Jose (owner of O’Fournier) came over a bit later and had one of his employees cook us all breakfast in the condo while we sipped coffee and talked business with big grins on our faces. He went all in with us…now that we had been wined/dined and had a true appreciation for the property itself, it was time to talk specifics. Are we going to take the plunge? Change our lifestyle from corporate ladder to wine makers? We asked more questions and then requested the paperwork!! Jose left and we walked over to the plot of land we were about to own…the vines were only about 2 ft high, the soil was really rocky and the location of the plot was far enough away from the winery to keep people from picking our grapes, but close enough for the view. We took the camera out and took a short video clip thanking Jose for the experience and telling him we wanted to move forward. We thought it would be really cool to send him the video via email and it would mark the beginning of our new journey.
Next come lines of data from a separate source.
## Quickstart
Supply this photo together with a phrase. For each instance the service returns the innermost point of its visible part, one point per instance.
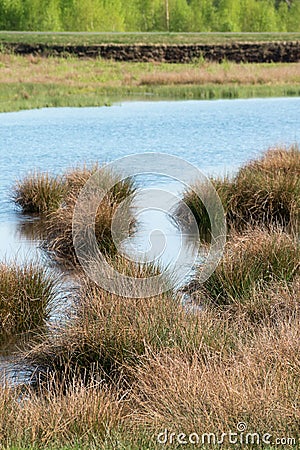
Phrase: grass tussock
(55, 197)
(81, 416)
(26, 297)
(39, 193)
(258, 385)
(264, 192)
(110, 332)
(251, 262)
(60, 223)
(123, 370)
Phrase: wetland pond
(216, 136)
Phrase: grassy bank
(54, 199)
(28, 82)
(124, 370)
(70, 38)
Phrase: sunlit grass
(26, 297)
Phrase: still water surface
(217, 136)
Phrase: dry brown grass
(252, 261)
(259, 385)
(27, 296)
(59, 230)
(265, 192)
(110, 332)
(78, 72)
(80, 416)
(151, 364)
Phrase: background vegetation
(151, 15)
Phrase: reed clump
(252, 261)
(55, 198)
(39, 193)
(257, 385)
(110, 332)
(78, 417)
(27, 293)
(60, 223)
(265, 192)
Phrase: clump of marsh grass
(59, 227)
(26, 297)
(264, 192)
(81, 416)
(252, 260)
(110, 331)
(39, 193)
(258, 384)
(55, 197)
(267, 190)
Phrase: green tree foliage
(150, 15)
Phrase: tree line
(151, 15)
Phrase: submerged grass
(265, 192)
(112, 332)
(55, 197)
(125, 370)
(39, 193)
(26, 298)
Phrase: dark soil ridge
(263, 52)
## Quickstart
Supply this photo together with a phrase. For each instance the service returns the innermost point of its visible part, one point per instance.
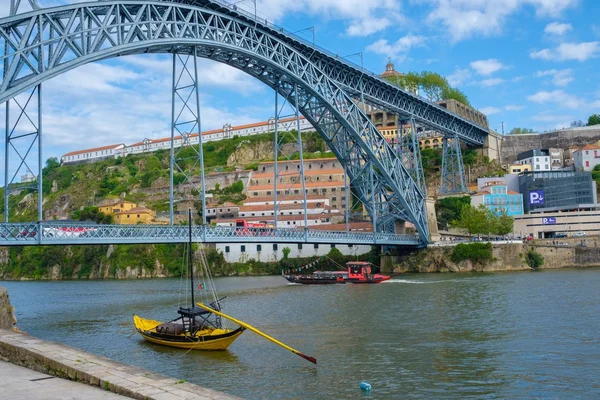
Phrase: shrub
(534, 259)
(476, 252)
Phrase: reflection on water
(503, 335)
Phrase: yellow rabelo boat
(195, 328)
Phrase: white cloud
(363, 17)
(513, 107)
(568, 51)
(556, 96)
(463, 19)
(559, 77)
(459, 76)
(398, 49)
(556, 28)
(490, 110)
(487, 67)
(492, 81)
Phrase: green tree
(475, 221)
(449, 208)
(594, 119)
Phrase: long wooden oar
(253, 329)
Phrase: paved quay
(44, 358)
(20, 383)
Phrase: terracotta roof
(297, 172)
(111, 147)
(295, 161)
(269, 218)
(589, 147)
(282, 197)
(136, 210)
(298, 186)
(356, 226)
(269, 207)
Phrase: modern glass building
(557, 190)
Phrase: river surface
(504, 335)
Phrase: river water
(504, 335)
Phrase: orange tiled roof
(298, 185)
(111, 147)
(282, 197)
(297, 172)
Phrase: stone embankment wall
(7, 318)
(514, 144)
(511, 257)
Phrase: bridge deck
(28, 234)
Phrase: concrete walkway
(20, 383)
(76, 365)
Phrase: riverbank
(502, 257)
(66, 362)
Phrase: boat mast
(190, 255)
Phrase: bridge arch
(45, 43)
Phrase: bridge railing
(73, 233)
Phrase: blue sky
(527, 63)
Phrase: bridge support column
(23, 133)
(187, 157)
(453, 173)
(287, 131)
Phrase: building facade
(586, 158)
(557, 190)
(498, 199)
(150, 145)
(539, 159)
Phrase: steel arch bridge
(44, 43)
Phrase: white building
(149, 145)
(91, 155)
(270, 252)
(586, 158)
(539, 159)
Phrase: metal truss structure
(284, 131)
(186, 158)
(52, 233)
(44, 43)
(453, 172)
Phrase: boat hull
(310, 280)
(375, 279)
(207, 339)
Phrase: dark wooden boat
(319, 278)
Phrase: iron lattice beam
(43, 44)
(453, 173)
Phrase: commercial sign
(536, 197)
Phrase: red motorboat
(319, 278)
(360, 272)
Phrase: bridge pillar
(453, 172)
(187, 157)
(23, 133)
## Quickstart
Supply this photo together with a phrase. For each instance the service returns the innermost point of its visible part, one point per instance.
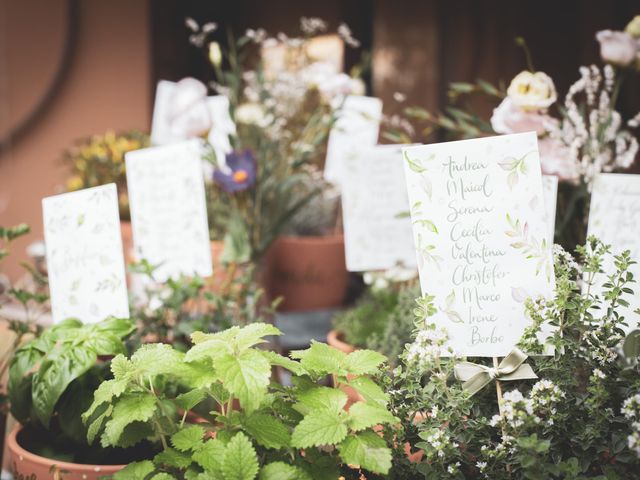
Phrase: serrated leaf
(319, 428)
(362, 362)
(246, 377)
(367, 450)
(188, 438)
(186, 401)
(321, 359)
(172, 458)
(254, 334)
(369, 390)
(130, 408)
(240, 459)
(210, 456)
(282, 471)
(135, 471)
(321, 399)
(364, 415)
(267, 430)
(281, 361)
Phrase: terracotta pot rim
(334, 338)
(19, 453)
(333, 238)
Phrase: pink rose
(617, 48)
(555, 159)
(509, 118)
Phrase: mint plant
(258, 427)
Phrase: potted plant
(51, 382)
(99, 160)
(257, 427)
(579, 419)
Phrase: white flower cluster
(439, 442)
(631, 411)
(594, 132)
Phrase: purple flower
(239, 172)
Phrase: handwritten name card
(614, 217)
(374, 199)
(84, 255)
(168, 210)
(480, 232)
(357, 127)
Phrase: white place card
(87, 277)
(550, 196)
(614, 217)
(377, 231)
(168, 209)
(356, 127)
(481, 237)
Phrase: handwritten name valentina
(477, 271)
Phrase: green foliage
(578, 421)
(258, 429)
(382, 320)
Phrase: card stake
(168, 209)
(84, 255)
(614, 217)
(481, 236)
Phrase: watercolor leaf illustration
(428, 224)
(529, 245)
(448, 310)
(516, 166)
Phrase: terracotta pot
(334, 338)
(308, 272)
(28, 466)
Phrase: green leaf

Are we crazy?? We are going to buy property in another country…what if a dictator takes over and decides the land is no longer ours? Oh and by the way…we have been traveling for the past year and have no jobs…is this the time to be making a big cash payment that will wipe out our savings?

Once the paperwork was in our email box…it was time to make the final decision. After thinking about how big of a risk it was at this particular time…when we needed to get home to find jobs and a place to live, the responsible side of us decided we really couldn’t do this right now. If a couple of our friends would have gone in on it with us…it would have been such an easy decision, but it was hard for them to imagine buying a piece of property that they hadn’t seen…in a country they had never stepped foot into. If only…they just gambled a little…we could have all had a super fun side gig together and would have had a blast doing so. But, they were kind of caught up with daily responsibilities…in reality some of them had kids or were having kids soon and the timing was just off. With others…they just didn’t have the funds. Such a bummer…
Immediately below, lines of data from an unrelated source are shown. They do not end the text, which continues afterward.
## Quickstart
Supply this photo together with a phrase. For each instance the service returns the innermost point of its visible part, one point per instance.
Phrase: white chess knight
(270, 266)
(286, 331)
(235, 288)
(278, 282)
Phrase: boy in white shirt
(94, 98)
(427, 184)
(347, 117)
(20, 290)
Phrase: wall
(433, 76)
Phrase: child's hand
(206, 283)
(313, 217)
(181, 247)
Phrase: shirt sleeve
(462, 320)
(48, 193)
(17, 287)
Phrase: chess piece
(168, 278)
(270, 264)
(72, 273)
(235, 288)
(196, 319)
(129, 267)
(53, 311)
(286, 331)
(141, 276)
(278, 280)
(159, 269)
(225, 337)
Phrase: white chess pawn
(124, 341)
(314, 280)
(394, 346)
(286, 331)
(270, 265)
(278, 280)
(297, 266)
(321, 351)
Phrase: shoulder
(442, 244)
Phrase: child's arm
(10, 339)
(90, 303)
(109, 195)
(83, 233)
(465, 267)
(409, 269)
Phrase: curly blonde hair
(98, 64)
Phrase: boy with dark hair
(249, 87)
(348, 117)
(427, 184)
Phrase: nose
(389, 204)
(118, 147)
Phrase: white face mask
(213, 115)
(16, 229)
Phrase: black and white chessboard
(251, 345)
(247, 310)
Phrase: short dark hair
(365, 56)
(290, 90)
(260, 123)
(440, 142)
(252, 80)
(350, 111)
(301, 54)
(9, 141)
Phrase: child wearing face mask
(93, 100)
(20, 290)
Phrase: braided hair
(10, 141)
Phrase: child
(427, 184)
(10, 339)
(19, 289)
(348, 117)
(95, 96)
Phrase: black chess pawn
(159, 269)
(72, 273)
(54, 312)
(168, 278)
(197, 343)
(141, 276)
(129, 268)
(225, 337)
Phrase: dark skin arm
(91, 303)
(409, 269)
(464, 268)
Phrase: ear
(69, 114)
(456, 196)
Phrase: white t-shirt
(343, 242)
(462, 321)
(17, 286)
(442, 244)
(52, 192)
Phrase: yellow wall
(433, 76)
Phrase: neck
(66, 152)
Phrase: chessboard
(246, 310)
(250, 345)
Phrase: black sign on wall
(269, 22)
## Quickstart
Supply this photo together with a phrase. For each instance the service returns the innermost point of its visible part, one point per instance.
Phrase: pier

We thanked Jose sincerely for the opportunity and the amazing experience. He said to keep in touch, we definitely will.

We left the gorgeous vines and drove into downtown Mendoza. It was a bit confusing trying to find our boutique hotel but finally found it and got checked into the room for a little bit of downtime before the big show tonight.

During the months of Dec/Jan/Feb the 18 departments (districts) of Mendoza celebrate the new grape harvest with various festivities such as traditional shows, food preparation and choosing of their harvest queen. Then…in the early days of March the main event is held bringing together all the districts and people from various countries to the National Grape Harvest Festival held in Mendoza in the Greek Theater (an open amphitheater type arena) which holds about 20,000 people.

As we were in various areas of Mendoza over the past couple weeks, we had seen one of the harvest queen parades…the girls were dressed in gowns sitting on convertibles/back of a trucks passing by in a parade. So…we were looking forward to the main event this evening – we were able to find tickets and our hotel organized a bus to get us there and back.

This National Harvest celebration started officially in 1936 and is held annually, but early celebrations have been dated back to the 17th century. The Sunday before this Festival every year, they bless the fruits of harvest. We were excited to attend something so traditional and important to this country.

Of course the festivities started late in the evening as everything does in Argentina. We scrambled off the bus and stopped at one of the many vendors along the sidewalk to grab some street food before finding our seats. The place was packed with people and we could feel an exciting buzz in the air for tonight’s show.

The show was very entertaining, there were 100s of dancers/actors in all kinds of costumes, music, lights with some performances seeming very traditional and others more modern. After all the dancing…the Mendoza Harvest Queen is announced and crowned out of the 18 finalists from the different departments which seemed to be a very big honor. After that…an impressive fireworks/laser show burst into the sky above us at about midnight to close out the evening.

We were very happy we got to experience this long-standing tradition with the people who are directly impacted by the grape harvest. Of course since Giff and I are such big wine lovers…it made it that much more special to sit amongst the locals whose blood, sweat and tears go into those grapes.

It was a little crazy getting out of there as it would be for any big show with thousands of people trying to get out of one parking lot, but we finally did and went straight to bed as it was in the early hours of the morning.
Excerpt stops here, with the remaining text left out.